Note that in this case it would still be possible to get the code to run by swapping the order of the base classes, however as soon as one has more than one base class that handles arguments the way SanicPlugin does, one is out of luck.

Is there any reason why the two assertions are necessary? If not, I believe they can be simply deleted. If the only remaining class in the method resolution order is object, it will complain anyway if there are any arguments that were not accounted for.

ashleysommer commented 5 years ago

Hi @fmux Thanks for bringing this up.

I believe I had those extra assertions in there to help users find a problem, in the case when they are accidentally passing parameters to the constructor of the plugin definition, rather than the initializer of a plugin instance.
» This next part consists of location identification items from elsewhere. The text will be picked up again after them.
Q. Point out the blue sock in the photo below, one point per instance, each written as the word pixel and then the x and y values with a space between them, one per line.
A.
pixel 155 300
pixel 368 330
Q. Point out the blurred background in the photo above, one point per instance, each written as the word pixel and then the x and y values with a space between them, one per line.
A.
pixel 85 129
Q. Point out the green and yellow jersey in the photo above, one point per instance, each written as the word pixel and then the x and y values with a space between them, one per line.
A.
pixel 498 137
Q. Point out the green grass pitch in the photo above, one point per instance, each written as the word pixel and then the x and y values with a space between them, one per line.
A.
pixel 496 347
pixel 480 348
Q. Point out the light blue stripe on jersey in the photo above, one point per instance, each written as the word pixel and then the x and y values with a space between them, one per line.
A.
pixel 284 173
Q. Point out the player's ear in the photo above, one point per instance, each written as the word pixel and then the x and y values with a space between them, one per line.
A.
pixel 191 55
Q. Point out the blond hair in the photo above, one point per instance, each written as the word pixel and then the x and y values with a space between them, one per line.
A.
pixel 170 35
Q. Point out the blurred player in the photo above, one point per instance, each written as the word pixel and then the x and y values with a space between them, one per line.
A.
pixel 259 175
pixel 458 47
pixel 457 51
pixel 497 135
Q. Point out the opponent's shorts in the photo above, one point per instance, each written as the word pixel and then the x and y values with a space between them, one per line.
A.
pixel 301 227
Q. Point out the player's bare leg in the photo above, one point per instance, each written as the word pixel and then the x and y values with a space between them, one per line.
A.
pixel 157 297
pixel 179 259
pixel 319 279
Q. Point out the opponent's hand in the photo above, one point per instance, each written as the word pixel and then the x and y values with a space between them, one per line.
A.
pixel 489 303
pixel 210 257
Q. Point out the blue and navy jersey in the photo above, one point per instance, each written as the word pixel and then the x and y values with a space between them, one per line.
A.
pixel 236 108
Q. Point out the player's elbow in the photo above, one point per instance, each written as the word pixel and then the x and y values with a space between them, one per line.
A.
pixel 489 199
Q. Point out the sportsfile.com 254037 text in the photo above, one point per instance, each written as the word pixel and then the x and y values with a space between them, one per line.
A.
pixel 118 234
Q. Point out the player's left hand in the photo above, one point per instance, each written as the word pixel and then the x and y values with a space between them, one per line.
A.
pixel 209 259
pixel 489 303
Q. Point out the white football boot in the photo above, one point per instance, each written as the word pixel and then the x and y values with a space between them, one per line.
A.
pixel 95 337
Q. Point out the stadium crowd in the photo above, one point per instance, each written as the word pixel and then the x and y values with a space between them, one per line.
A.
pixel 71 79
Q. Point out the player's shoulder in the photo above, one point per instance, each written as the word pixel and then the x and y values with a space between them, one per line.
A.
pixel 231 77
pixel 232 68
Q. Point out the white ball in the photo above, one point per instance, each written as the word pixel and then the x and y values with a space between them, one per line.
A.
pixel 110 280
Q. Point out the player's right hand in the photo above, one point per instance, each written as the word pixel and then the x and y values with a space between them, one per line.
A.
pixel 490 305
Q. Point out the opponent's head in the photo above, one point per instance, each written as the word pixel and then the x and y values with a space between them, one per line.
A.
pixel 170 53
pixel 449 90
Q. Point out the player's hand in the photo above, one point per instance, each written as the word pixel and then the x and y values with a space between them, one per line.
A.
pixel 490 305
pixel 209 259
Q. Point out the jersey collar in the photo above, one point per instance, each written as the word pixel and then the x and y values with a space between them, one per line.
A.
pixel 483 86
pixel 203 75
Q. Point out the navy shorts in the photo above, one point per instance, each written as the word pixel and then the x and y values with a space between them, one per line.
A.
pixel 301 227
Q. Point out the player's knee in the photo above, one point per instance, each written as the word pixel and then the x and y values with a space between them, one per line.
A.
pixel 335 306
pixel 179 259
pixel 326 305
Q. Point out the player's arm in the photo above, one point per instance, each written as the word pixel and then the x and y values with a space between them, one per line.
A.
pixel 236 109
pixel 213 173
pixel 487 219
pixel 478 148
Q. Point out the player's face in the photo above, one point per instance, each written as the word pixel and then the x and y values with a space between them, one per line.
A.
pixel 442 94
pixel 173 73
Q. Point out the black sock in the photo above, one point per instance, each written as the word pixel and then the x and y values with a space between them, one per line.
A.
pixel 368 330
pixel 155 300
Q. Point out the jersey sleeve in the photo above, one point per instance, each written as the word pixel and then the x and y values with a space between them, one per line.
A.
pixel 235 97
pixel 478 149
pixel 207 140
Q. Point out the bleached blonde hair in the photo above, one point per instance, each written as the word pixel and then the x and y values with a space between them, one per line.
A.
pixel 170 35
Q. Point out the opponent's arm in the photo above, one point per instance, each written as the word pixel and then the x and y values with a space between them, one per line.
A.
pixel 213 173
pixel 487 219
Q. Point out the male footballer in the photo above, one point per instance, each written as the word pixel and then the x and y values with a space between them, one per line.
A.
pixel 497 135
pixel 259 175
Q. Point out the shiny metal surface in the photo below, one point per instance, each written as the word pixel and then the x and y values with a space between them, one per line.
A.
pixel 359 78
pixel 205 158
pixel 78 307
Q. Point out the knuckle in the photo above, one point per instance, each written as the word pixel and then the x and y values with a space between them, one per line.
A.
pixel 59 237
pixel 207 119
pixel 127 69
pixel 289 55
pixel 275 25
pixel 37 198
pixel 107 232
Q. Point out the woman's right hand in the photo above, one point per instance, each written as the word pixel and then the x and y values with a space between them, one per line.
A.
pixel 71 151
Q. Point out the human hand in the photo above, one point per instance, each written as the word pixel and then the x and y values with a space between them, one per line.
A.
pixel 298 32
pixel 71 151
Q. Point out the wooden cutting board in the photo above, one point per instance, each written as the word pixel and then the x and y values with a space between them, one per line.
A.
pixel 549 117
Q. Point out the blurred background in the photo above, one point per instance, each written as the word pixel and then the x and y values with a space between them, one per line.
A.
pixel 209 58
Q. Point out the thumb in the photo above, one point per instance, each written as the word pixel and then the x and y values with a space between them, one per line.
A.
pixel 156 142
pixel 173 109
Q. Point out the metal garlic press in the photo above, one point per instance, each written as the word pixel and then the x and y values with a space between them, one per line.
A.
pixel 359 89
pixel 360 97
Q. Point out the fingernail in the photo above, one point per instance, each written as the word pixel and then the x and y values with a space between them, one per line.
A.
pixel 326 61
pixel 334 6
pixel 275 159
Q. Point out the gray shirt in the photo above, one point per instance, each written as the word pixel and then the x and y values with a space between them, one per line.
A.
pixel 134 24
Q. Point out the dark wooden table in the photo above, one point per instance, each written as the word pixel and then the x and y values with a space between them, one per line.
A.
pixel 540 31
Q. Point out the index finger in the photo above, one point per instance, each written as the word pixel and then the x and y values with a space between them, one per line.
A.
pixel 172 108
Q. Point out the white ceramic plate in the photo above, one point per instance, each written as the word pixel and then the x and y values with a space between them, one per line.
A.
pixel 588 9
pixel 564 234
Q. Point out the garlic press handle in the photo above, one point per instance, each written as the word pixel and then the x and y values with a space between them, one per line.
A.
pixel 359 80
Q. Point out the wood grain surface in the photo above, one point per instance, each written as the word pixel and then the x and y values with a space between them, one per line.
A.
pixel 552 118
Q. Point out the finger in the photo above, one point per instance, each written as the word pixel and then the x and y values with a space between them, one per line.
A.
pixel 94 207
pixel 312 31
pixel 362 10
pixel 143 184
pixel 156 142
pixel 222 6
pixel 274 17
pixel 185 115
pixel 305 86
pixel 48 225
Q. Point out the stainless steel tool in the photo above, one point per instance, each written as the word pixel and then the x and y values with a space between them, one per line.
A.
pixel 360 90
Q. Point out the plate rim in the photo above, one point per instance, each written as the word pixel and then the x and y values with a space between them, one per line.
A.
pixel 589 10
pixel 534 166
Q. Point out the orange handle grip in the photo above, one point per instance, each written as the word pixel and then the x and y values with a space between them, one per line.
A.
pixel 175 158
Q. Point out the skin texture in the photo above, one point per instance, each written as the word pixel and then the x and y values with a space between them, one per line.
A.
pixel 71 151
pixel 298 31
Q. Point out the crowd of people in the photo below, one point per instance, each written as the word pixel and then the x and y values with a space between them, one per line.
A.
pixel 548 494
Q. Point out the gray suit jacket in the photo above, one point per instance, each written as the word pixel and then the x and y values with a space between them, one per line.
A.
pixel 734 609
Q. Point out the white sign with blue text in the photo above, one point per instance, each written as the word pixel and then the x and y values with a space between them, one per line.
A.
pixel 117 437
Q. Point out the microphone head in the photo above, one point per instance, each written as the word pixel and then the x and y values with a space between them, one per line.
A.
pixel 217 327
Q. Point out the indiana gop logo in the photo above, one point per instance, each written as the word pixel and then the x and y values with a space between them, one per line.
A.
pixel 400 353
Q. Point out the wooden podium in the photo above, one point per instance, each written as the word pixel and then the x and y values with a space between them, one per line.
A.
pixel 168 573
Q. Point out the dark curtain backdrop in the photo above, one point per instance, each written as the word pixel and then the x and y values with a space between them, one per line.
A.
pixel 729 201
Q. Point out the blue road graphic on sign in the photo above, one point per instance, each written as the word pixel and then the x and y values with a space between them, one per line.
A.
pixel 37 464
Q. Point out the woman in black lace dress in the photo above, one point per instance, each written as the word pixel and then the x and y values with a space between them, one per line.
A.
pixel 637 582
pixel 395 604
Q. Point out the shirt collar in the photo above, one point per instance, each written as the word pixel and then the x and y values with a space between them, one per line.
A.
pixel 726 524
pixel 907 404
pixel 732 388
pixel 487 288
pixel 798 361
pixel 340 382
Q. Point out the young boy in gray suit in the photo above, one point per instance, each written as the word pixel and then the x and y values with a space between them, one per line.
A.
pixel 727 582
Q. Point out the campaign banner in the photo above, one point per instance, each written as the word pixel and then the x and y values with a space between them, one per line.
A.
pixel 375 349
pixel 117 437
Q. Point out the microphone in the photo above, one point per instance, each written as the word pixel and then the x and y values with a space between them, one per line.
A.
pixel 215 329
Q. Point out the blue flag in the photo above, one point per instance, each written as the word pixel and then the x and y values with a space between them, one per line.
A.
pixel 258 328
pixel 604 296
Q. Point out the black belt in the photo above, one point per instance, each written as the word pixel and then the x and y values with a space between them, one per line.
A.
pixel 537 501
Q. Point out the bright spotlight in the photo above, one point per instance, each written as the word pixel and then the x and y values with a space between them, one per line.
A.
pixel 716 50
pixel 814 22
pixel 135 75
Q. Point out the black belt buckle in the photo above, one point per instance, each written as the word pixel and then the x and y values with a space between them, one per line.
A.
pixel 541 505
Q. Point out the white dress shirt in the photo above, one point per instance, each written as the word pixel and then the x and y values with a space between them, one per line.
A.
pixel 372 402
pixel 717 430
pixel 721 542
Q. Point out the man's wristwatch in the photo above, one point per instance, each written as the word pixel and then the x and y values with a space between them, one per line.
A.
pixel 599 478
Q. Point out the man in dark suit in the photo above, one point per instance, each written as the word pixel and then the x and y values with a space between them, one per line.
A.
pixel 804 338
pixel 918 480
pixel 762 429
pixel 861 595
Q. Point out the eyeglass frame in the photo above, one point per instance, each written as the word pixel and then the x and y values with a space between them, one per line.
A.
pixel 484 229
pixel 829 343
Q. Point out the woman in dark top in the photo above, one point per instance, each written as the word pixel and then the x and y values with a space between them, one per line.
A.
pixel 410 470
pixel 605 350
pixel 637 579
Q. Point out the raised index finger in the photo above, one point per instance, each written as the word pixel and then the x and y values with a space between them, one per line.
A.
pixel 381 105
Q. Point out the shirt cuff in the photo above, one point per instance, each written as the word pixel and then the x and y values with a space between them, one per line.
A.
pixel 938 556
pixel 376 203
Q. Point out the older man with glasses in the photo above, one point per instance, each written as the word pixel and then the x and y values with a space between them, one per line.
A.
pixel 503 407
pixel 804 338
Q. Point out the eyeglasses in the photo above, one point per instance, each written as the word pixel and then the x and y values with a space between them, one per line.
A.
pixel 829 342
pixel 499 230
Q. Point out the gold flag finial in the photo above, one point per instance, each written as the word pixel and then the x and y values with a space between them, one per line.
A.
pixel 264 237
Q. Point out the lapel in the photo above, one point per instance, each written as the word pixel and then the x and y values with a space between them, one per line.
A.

I can see that would be a common mistake for new users to make, who have never developed a plugin with SPF before.

I did cross my mind that this might cause problems for multiple inheritance, but in the past I've always solved in the way you pointed out, by swapping them around. But you're right, this will definitely cause a problem in the case that more than one class restricts the args passed in.

I believe this can simply be removed. Please feel free to submit a PR with the changes, and I will merge it.